The documents also show the conservative approach Mr. Biden’s economic team is taking with regard to projecting the economy’s growth, as compared to his predecessor’s. Mr. Biden’s aides predict that even if his full agenda were enacted, the economy would grow at just under 2 percent per year for most of the decade, after accounting for inflation. That rate is similar to the historically sluggish pace of growth that the nation has averaged over the past 20 years. Unemployment would fall to 4.1 percent by next year — from 6.1 percent today — and remain below 4 percent in the years thereafter.
Former President Donald J. Trump consistently submitted budget proposals that predicted his policies would push the economy to a sustained annual rate of nearly 3 percent for a full decade. In his four years in office, annual growth only reached that rate once. The final budget submitted by President Barack Obama, when Mr. Biden was vice president, predicted annual growth of about 2.3 percent on average over the span of a decade.
The Biden forecasts continue to show his administration has little fear of rapid inflation breaking out across the economy, despite recent data showing a quick jump in prices as the economy reopens after a year of suppressed activity amid the pandemic. Under the Biden team’s projections, consumer prices never rise faster than 2.3 percent per year, and the Federal Reserve only gradually raises interest rates from their current rock-bottom levels in the coming years.
Mr. Biden has pitched the idea that now is the time, with interest rates low and the nation still rebuilding from recession, to make large up-front investments that will be paid for over a longer time horizon. His budget shows net real interest costs for the federal government remaining below historical averages for the course of the decade. Interest rates are controlled by the Federal Reserve, which is independent of the White House.
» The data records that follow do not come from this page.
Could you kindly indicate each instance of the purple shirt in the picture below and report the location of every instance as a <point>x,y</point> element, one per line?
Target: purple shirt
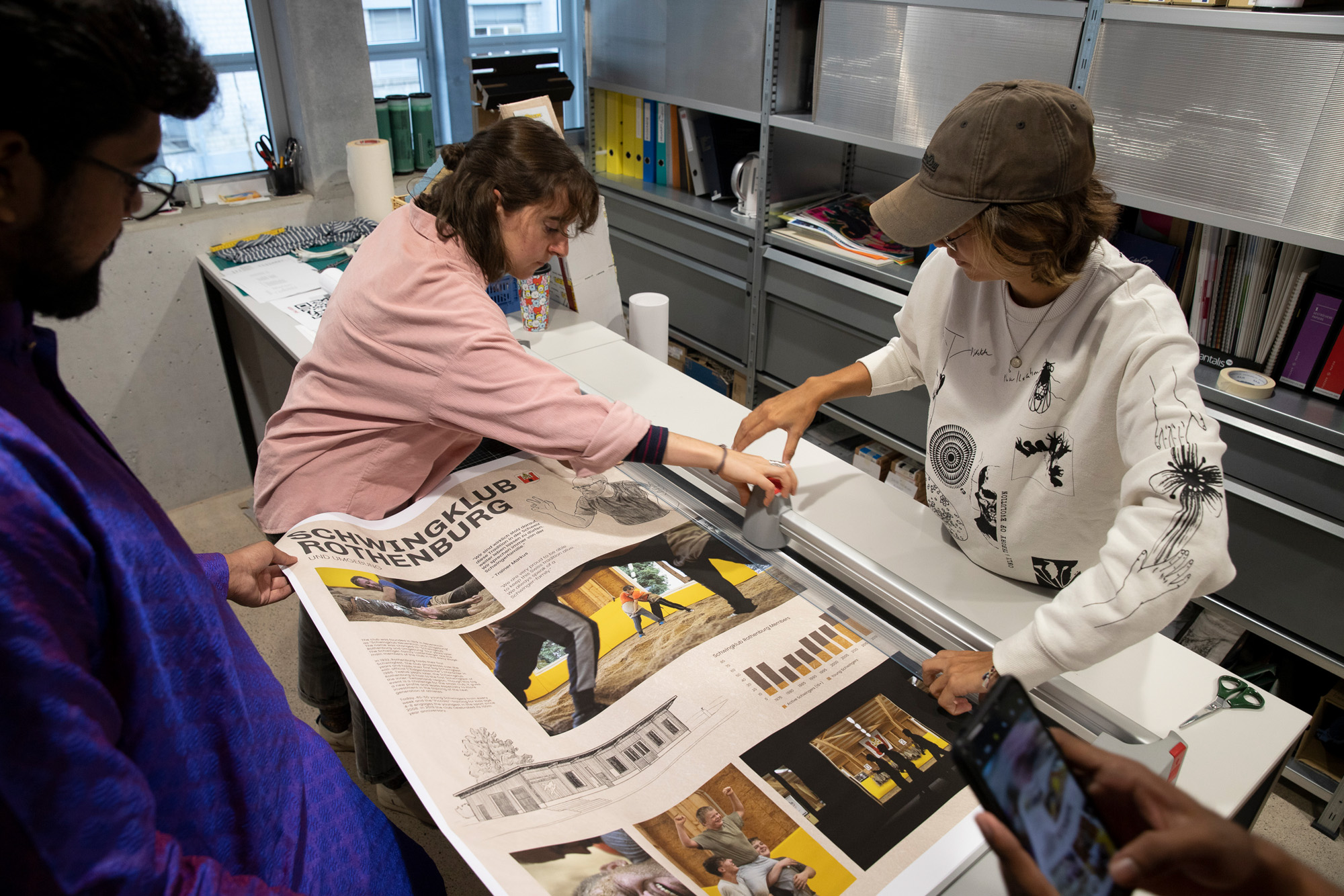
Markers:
<point>146,748</point>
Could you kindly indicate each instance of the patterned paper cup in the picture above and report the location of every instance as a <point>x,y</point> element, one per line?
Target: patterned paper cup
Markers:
<point>536,299</point>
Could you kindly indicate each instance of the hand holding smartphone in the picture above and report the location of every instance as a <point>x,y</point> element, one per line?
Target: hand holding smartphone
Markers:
<point>1019,774</point>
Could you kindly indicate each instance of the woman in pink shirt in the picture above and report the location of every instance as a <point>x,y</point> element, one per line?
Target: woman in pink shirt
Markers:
<point>415,365</point>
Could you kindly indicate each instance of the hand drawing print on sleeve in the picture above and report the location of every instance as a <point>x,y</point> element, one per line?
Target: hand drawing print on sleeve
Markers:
<point>1146,582</point>
<point>1056,468</point>
<point>1177,428</point>
<point>1194,483</point>
<point>1054,574</point>
<point>989,502</point>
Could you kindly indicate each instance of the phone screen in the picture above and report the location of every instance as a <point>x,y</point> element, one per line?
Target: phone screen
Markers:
<point>1038,797</point>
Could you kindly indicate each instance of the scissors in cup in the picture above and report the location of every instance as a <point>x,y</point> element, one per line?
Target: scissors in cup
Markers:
<point>1233,694</point>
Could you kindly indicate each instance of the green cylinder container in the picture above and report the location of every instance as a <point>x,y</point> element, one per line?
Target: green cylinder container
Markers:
<point>385,128</point>
<point>400,120</point>
<point>423,130</point>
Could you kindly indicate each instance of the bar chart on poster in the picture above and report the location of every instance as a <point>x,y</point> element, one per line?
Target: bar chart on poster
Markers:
<point>819,652</point>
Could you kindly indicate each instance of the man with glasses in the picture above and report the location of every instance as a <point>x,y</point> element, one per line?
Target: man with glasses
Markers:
<point>144,745</point>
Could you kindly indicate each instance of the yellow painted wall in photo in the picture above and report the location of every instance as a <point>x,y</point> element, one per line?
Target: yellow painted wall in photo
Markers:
<point>833,879</point>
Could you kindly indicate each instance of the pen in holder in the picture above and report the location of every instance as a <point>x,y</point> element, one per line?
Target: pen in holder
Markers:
<point>283,182</point>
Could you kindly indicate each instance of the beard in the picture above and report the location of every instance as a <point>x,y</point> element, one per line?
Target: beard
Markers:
<point>44,281</point>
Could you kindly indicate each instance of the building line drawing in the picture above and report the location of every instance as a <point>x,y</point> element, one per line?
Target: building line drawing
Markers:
<point>580,782</point>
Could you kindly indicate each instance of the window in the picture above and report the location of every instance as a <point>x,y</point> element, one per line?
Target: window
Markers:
<point>221,142</point>
<point>513,28</point>
<point>398,50</point>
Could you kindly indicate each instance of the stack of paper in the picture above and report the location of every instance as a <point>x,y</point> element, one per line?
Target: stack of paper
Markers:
<point>275,279</point>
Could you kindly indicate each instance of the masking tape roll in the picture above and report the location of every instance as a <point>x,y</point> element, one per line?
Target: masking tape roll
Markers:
<point>1244,384</point>
<point>370,167</point>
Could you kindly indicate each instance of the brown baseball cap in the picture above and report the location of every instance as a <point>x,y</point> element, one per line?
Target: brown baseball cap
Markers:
<point>1010,142</point>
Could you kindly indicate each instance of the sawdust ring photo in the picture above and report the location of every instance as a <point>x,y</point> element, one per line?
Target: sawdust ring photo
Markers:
<point>593,635</point>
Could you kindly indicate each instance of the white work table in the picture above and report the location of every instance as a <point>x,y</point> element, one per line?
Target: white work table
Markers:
<point>1157,683</point>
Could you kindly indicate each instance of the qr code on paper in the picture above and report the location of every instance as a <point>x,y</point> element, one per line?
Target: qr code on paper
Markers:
<point>312,310</point>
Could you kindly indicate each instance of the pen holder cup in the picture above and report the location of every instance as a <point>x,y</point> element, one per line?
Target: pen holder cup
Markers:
<point>283,182</point>
<point>536,299</point>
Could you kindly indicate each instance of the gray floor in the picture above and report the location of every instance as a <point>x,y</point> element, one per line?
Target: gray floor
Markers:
<point>222,525</point>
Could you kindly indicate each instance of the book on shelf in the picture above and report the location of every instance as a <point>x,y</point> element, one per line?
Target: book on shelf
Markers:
<point>689,119</point>
<point>648,127</point>
<point>1331,382</point>
<point>845,222</point>
<point>661,156</point>
<point>825,245</point>
<point>1315,328</point>
<point>615,136</point>
<point>677,158</point>
<point>599,130</point>
<point>1240,294</point>
<point>632,138</point>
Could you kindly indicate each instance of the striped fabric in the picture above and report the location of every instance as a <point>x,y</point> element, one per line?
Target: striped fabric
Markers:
<point>298,237</point>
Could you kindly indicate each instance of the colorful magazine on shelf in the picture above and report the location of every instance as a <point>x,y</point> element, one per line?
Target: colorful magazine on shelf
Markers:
<point>845,221</point>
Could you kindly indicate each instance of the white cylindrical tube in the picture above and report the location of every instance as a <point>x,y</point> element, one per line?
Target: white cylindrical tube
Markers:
<point>650,324</point>
<point>370,167</point>
<point>329,279</point>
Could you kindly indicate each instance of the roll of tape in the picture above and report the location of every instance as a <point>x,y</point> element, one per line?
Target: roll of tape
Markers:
<point>1244,384</point>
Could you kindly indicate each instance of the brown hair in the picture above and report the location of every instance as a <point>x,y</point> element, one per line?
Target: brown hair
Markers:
<point>1053,237</point>
<point>529,165</point>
Even if interest rates stay low, payments on the national debt would consume an increased share of the federal budget. Net interest payments would double, as a share of the economy, from 2022 to 2031.
A spokesman for the White House budget office declined to comment on Thursday.
Administration officials are set to detail the full budget, which will span hundreds of pages, on Friday in Washington. On Thursday, Mr. Biden is scheduled to deliver an address on the economy in Cleveland.